All’interno di quel palazzo ricordava ancora la meraviglia che le aveva riempito gli occhi: soffitti altissimi e tutti dipinti con costellazioni e grifoni appollaiati sulle nuvole fino a scendere al pavimento con complicati intrichi di animali, piante e uomini dall’aspetto bizzarro e le fattezze evanescenti. Tende leggere come l’aria pendevano davanti alle immense finestre, e lei si era sentita piccola ed insignificante, nonché del tutto fuori luogo con i suoi abiti laceri e la faccia sporca.

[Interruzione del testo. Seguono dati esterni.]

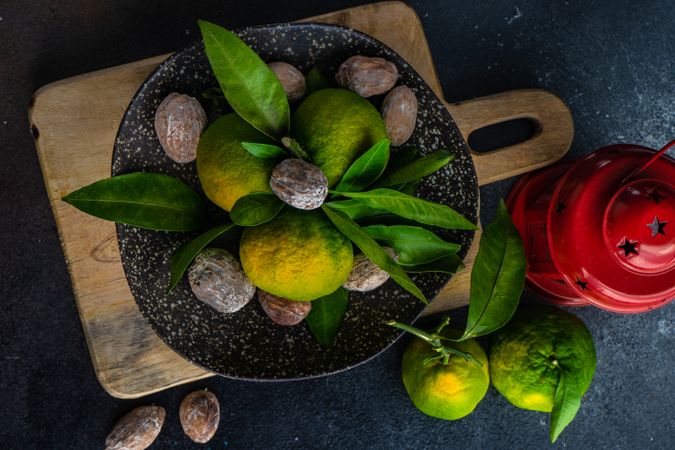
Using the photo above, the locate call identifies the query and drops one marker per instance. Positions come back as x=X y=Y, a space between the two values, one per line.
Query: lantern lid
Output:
x=607 y=226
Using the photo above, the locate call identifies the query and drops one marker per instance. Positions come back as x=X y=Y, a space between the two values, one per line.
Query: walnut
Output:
x=365 y=275
x=367 y=76
x=283 y=311
x=399 y=111
x=137 y=430
x=299 y=184
x=217 y=279
x=292 y=80
x=179 y=122
x=199 y=415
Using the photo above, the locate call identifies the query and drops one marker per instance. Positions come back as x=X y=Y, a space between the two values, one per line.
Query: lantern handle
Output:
x=648 y=163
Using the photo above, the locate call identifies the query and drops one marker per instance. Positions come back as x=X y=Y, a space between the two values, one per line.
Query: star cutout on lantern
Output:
x=657 y=227
x=628 y=247
x=560 y=207
x=655 y=195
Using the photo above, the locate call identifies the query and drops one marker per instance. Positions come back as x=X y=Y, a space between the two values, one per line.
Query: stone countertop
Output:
x=612 y=62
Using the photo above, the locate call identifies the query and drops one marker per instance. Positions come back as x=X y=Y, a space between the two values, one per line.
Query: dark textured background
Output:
x=613 y=62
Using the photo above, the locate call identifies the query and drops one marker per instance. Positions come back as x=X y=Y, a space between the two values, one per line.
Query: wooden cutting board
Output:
x=74 y=122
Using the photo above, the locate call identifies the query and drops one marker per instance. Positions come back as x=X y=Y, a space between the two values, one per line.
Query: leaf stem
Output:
x=294 y=147
x=434 y=339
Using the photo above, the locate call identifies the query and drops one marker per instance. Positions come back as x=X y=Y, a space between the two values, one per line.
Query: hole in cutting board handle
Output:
x=502 y=134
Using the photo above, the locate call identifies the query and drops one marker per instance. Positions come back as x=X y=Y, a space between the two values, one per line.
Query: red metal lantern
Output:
x=597 y=231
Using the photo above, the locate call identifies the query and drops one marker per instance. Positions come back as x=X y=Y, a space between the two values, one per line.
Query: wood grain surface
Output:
x=74 y=122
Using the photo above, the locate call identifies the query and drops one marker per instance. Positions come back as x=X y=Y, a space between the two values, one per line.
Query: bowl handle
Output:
x=552 y=138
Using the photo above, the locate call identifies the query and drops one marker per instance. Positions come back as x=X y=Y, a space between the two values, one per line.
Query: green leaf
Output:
x=565 y=404
x=264 y=151
x=183 y=256
x=449 y=264
x=325 y=317
x=255 y=209
x=400 y=158
x=315 y=81
x=372 y=250
x=414 y=208
x=417 y=169
x=355 y=209
x=249 y=86
x=146 y=200
x=497 y=277
x=414 y=245
x=366 y=169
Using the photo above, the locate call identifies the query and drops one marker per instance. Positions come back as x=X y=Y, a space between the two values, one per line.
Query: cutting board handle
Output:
x=554 y=130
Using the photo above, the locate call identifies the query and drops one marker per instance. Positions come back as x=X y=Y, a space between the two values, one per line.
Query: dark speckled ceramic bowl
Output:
x=247 y=344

Riuscendo a non farsi mai scoprire però aveva trascorso l’intero pomeriggio all’interno del palazzo, caldo ed accogliente; aveva pensato che nessuno le avrebbe creduto quando l’avesse raccontato così si era decisa a trovare qualcosa da portar con sé che dimostrasse la veridicità del suo racconto.
Su di uno dei grandi tappeti che ricoprivano i pavimenti aveva scorto, al centro di un disegno che raffigurava un grande bruco avvolto nel suo bozzolo brillante, un orecchino, ma forse non si trattava di una prova sufficiente: chiunque, al mercato, avrebbe potuto perdere un orecchino e chiunque avrebbe potuto ritrovarlo nel fango. Si guardò attorno ma non trovava niente che le facesse comodo portare, vi erano candelabri, e quadri e vasi riccamente decorati, profumiere appese ovunque che riempivano l’aria di fragranze delicate e tende e lenzuola su poltrone e divani, tovaglie e stoviglie in stanze completamente invase di tavole imbandite ed illuminate a festa: ne aveva approfittato, nascondendosi sotto un tavolo, per rubare un paio di pezzi di carne e goderseli in santa pace…le venne in mente che avrebbe potuto portare via una di quelle posate, luccicanti e intarsiate di cristallo blu e pietre preziose, lo sapeva anche se non le conosceva, che quella roba valeva quanto dieci delle sua vite, per cui la prese e se la infilò sotto la maglia.
  Adesso mancava solo una via d’uscita…
  Non ricordava bene come aveva fatto poi a svignarsela da quel posto che pareva disabitato, ricordava vagamente di essersi calata da una finestra sulla robusta pianta che ricopriva le facciate del palazzo e solo che quando aveva raccontato la sua avventura agli amici e aveva mostrato la posata gliel’avevano portata via con la forza ed erano scappati.
  Sì, ci aveva rimesso molto quel giorno, ma era stato poi poco dopo che aveva incontrato il maestro: l’aveva notata in mezzo alla folla grazie all’orecchino che aveva tenuto con sé e che si era infilata all’orecchio forandoselo a forza, senza emettere un suono, come aveva visto che portavano gli orecchini le signore ricche. Lui l’aveva notata e l’aveva portata con sé. Era stato un giorno di immensa felicità e di timore per lei.
Ora che riguardava quel palazzo, così diverso le salirono lacrime amare che però non versò. Non era che le dispiacesse aver perso quella vita, le dispiaceva aver perso l’unico punto di riferimento tra la sua vecchia vita e quella nuova.